Como as gorduras impactam o organismo de maneiras distintas
Os cientistas indicam que o ácido palmítico pode provocar várias alterações celulares associadas ao desenvolvimento do diabetes tipo 2.
A revisão revelou que essa gordura favorece o acúmulo de substâncias que causam danos metabólicos e também ativa processos inflamatórios crônicos, prejudicando funções essenciais das células.
“No nível molecular, o ácido palmítico leva à acumulação de lipídios bioativos que podem ser tóxicos, alimenta uma inflamação crônica de baixo grau e resulta na disfunção das organelas celulares”, comentou Xavier Palomer, principal autor do estudo. Essas transformações estão ligadas à diminuição da resposta do organismo ao hormônio insulina, responsável pelo controle da glicose no sangue.
O azeite como aliado
Por outro lado, o ácido oleico, uma gordura monoinsaturada presente no azeite de oliva, mostrou resultados bastante distintos.
Os autores da pesquisa argumentam que esta substância auxilia na armazenagem de gordura de forma menos danosa e promove a eficácia da insulina em órgãos como fígado, músculos e tecido adiposo.
Além disso, os resultados sugerem que o ácido oleico pode atenuar alguns dos efeitos negativos do ácido palmítico. Essa informação ajuda a elucidar por que dietas ricas em gorduras monoinsaturadas, como a dieta mediterrânea, estão frequentemente associadas a um risco reduzido de desenvolver diabetes tipo 2.

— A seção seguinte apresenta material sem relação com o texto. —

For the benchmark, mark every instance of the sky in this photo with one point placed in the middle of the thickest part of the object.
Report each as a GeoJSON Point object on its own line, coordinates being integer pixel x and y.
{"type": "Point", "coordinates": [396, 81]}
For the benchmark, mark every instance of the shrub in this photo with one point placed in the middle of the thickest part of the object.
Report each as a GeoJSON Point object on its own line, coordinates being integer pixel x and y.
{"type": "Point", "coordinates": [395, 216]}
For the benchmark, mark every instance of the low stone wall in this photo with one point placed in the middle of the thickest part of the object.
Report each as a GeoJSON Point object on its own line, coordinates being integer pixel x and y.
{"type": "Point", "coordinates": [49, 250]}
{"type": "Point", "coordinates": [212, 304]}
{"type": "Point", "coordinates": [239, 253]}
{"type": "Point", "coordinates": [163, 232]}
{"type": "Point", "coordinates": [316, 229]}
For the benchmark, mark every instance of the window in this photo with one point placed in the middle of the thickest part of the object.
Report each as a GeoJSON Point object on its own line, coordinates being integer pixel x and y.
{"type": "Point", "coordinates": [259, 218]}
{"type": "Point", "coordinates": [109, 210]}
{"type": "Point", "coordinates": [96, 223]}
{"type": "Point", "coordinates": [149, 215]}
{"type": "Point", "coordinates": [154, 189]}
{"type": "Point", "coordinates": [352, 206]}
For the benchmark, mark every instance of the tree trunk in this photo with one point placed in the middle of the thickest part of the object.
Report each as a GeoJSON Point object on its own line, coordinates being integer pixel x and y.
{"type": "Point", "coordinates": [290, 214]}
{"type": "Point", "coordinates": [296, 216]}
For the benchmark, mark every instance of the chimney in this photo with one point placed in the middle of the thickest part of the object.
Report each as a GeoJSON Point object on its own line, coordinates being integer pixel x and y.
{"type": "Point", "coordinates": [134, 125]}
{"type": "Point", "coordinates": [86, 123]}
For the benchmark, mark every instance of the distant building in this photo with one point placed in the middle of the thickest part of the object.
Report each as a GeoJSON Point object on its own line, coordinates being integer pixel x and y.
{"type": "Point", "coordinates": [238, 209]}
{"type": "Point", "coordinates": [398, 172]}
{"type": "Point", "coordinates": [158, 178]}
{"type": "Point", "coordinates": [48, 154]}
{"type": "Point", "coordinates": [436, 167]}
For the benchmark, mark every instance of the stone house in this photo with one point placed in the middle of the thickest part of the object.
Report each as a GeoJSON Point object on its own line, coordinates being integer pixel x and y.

Os pesquisadores ressaltam que a qualidade das gorduras consumidas pode ser mais relevante do que o volume total ingerido. Contudo, eles afirmam ser necessário realizar mais investigações para compreender como diferentes fontes de gordura e sua interação com outros nutrientes influenciam a saúde metabólica e o risco associado ao diabetes tipo 2.